One measure of whether you’re involved enough could be the way you feel. If you’re getting too involved, you may start to be stressed out because you’re not saving enough of your time for yourself. If you’re not involved enough, you may start to miss your kids. This study says that quality time trumps quantity of time; spending a lot of time with a parent who is anxious and stressed can actually have negative results. So you should feel good about taking the time for yourself–it allows you to be at the top of your parenting game.

“Lighthouse parenting” offers another philosophy of moderation: give unconditional love, but let your children fail in small ways. Like a lighthouse, you enable them to ride choppy waters without crashing against the rocks. In other words, small failures can be great life lessons; but irreversible failures are something a parent might wish to intervene to prevent.

How and when should I approach giving my children freedom and independence?

Controversy is roaring over “free-range parenting,” a parenting style which gives children “as much freedom as they can handle” to encourage their independence. The Free-Range Kids & Parents Bill of Rights is an interesting read. A couple of free-range parents in Maryland made national headlines when they were accused of child neglect because they allowed their children to roam about the neighborhood unsupervised (the children’s ages were six and ten). Everyone had an opinion on whether that was appropriate or not.
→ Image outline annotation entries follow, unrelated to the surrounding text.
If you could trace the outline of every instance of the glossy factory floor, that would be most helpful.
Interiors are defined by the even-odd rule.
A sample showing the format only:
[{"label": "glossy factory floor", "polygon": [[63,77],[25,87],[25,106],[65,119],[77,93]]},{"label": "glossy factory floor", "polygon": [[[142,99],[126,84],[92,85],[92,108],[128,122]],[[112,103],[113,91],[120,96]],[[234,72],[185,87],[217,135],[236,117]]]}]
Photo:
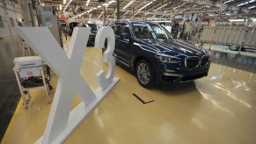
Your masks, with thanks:
[{"label": "glossy factory floor", "polygon": [[[117,66],[120,82],[65,143],[255,144],[256,60],[212,53],[212,61],[208,77],[151,90]],[[81,73],[92,89],[102,68],[101,51],[87,48]],[[53,74],[55,88],[56,80]],[[32,95],[28,109],[19,102],[3,143],[33,143],[43,134],[51,104],[43,90]],[[71,108],[79,102],[75,96]]]}]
One interesting thing to note is that there’s been a historical trend in the United States of allowing children less and less freedom over time: “In 1971, 80% of third graders walked to school alone—but by 1990 that number dwindled to only nine percent. The same trend goes for walking between one to five miles from home, going to the playground alone, and going out at night.” Why have parent’s attitudes changed? Is modern life really more hazardous, or is it only our fears that have grown?
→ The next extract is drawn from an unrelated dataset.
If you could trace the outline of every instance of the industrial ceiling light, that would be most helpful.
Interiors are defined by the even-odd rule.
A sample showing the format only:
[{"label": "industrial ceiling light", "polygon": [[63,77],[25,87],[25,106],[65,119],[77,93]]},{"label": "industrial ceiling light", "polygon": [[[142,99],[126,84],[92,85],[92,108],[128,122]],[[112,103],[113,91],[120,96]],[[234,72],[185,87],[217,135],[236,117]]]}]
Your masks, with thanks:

Parents with less money may be obliged to give their kids more freedom by necessity. Kids will end up being on their own while their parents struggle to make ends meet. Making constant supervision of children a legal requirement has been criticized by some as a form of class warfare, essentially criminalizing poverty. Laws about when you’re allowed to leave children home alone vary widely; Illinois law requires children to be fourteen years old; Maryland says eight years old, and Oregon says ten years. There are even more rules about leaving children in cars. Child neglect laws can vary even by municipality, and their enforcement is more varied still.

Beyond the question of what is legal, there’s the question of what’s right for your child. Many parents reject the idea of picking a certain age to bestow certain freedoms, saying what matters most is how responsible the child has proven themselves to be. In general, seeking the right balance between autonomy and guidance is key.

In closing…

Despite the numberless “parenting studies” trying to convince you that the tiniest wrong move will destroy your child’s life, the truth is that parenting is hard to mess up. Our instincts are pretty trustworthy, and children are tremendously flexible and resilient beings. It’s normal to worry about your child–but try to divest yourself from the stress caused by all the judgment and all the hype. Odds are, your children will easily weather even your very worst mistakes.

Plus well-intentioned parental mistakes can actually be healthy learning experiences for children! Sooner or later, your children are going to discover that you’re not perfect–so what? Understanding and emotionally accepting the imperfection of your parents can be a step towards becoming a mature and warmhearted human being. When your children grow enough to understand and forgive your imperfections, they learn to become the kind of person who knows how to forgive themselves and others. There are no perfect parents, but love is a perfect emotion that fills parents’ hearts.